Well, we found out for you! Here are three reasons why Cantonese sounds so different in Malaysia vs in Hong Kong.
1. Cantonese in Malaysia has its own local influence
It’s mainly because the language conversed here has its own local Malaysian twist to it that gives it its own unique flair and is the language used by those of Cantonese descent.
For example, yum cha in Malaysia and Hong Kong means totally different things! In Malaysia, it means we are inviting our friends out to hang out over some drinks while in Hong Kong it usually means going for dim sum.
However, in Hong Kong, the language is constantly evolving due to their Hong Kong films, television programmes and music.
The purity level of Cantonese spoken in Malaysia depends mainly on three factors, such as:
- Native Cantonese speaker or non-native Cantonese
- Chinese-educated or Malay/English-educated
- Education level in each language stream
2. Malaysian Chinese pronounce the vowels differently
Another reason as to why it sounds different is because Malaysian Chinese citizens tend to pronounce the Cantonese vowels differently, as reported by SCMP.
For example, the tricky rounded vowel “œ” in words like “heung” (“fragrant”) is pronounced as “hee-ong” by Malaysians instead.
The reason some words are pronounced that way is often due to the fact that Cantonese is not our first language and hence, our pronunciation has been influenced by other dialects such as Hokkien or Teochew, which are also widely spoken here as well.
Time to go back to basics, y’all…
Malaysians usually pronounce words with two vowels rather than one.

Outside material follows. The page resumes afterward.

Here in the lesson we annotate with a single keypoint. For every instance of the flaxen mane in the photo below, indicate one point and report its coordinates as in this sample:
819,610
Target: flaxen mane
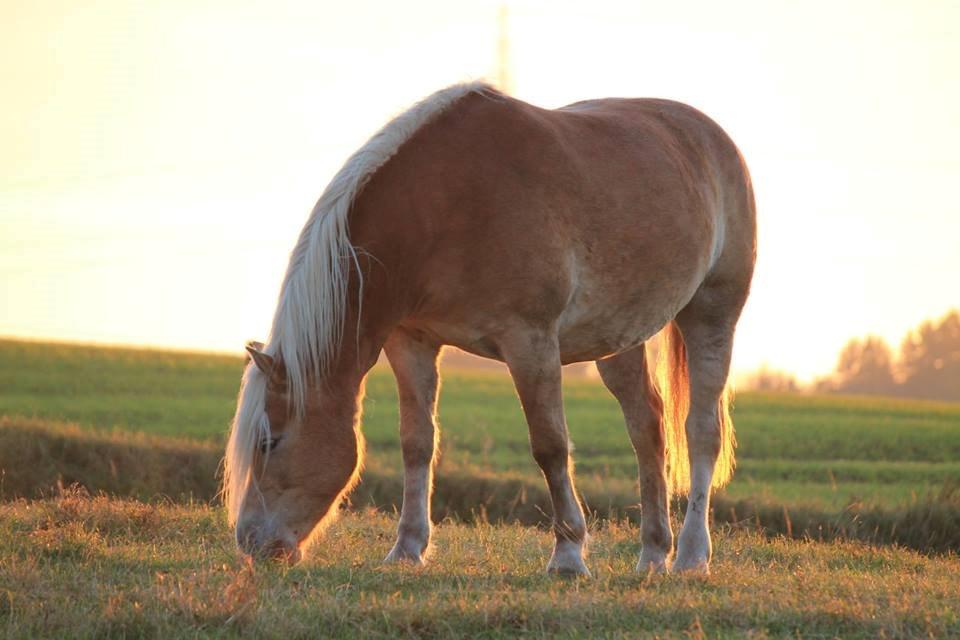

For instance, liong instead of leung. The former is the older pronunciation that’s supposed to rhyme, which they do in Malaysian Cantonese but not in standard Cantonese.
3. Some words are borrowed from different dialects
Another main difference is the vocabulary used as there are often a lot of borrowed words used in a single sentence too.
A crystal clear example of this is when Malaysians say “bai’ (“number of times”), a word which is borrowed from Hokkien and “soma” (“all”) from the Malay “semua”. In Hong Kong, they would say “ts’in” and “sor-yau” instead.
Sadly, many Hong Kong people would sneer at this kind of trait.
But little do they know that, in ancient times, Southern China was the land of Baiyue (a hundred Yue) and there was an ethnic called the Yue who were ethnically and linguistically distinct to the Chinese in the Central Plains.
The first emperor of the Qin dynasty incorporated this region into the Chinese empire in the third century BC, when northerners began migrating. Eventually, this led to intermarriages between the Chinese and Yue, thus resulting in a commingling of their languages to form a nascent form of Cantonese.
For thousands of years, there were countless migrations that came from the north. As such, thanks to the linguistic cross-pollination of these migrations, we now have the Cantonese language that we are all familiar with and recognise today.
Looks like a whole lot of rojak happened right there!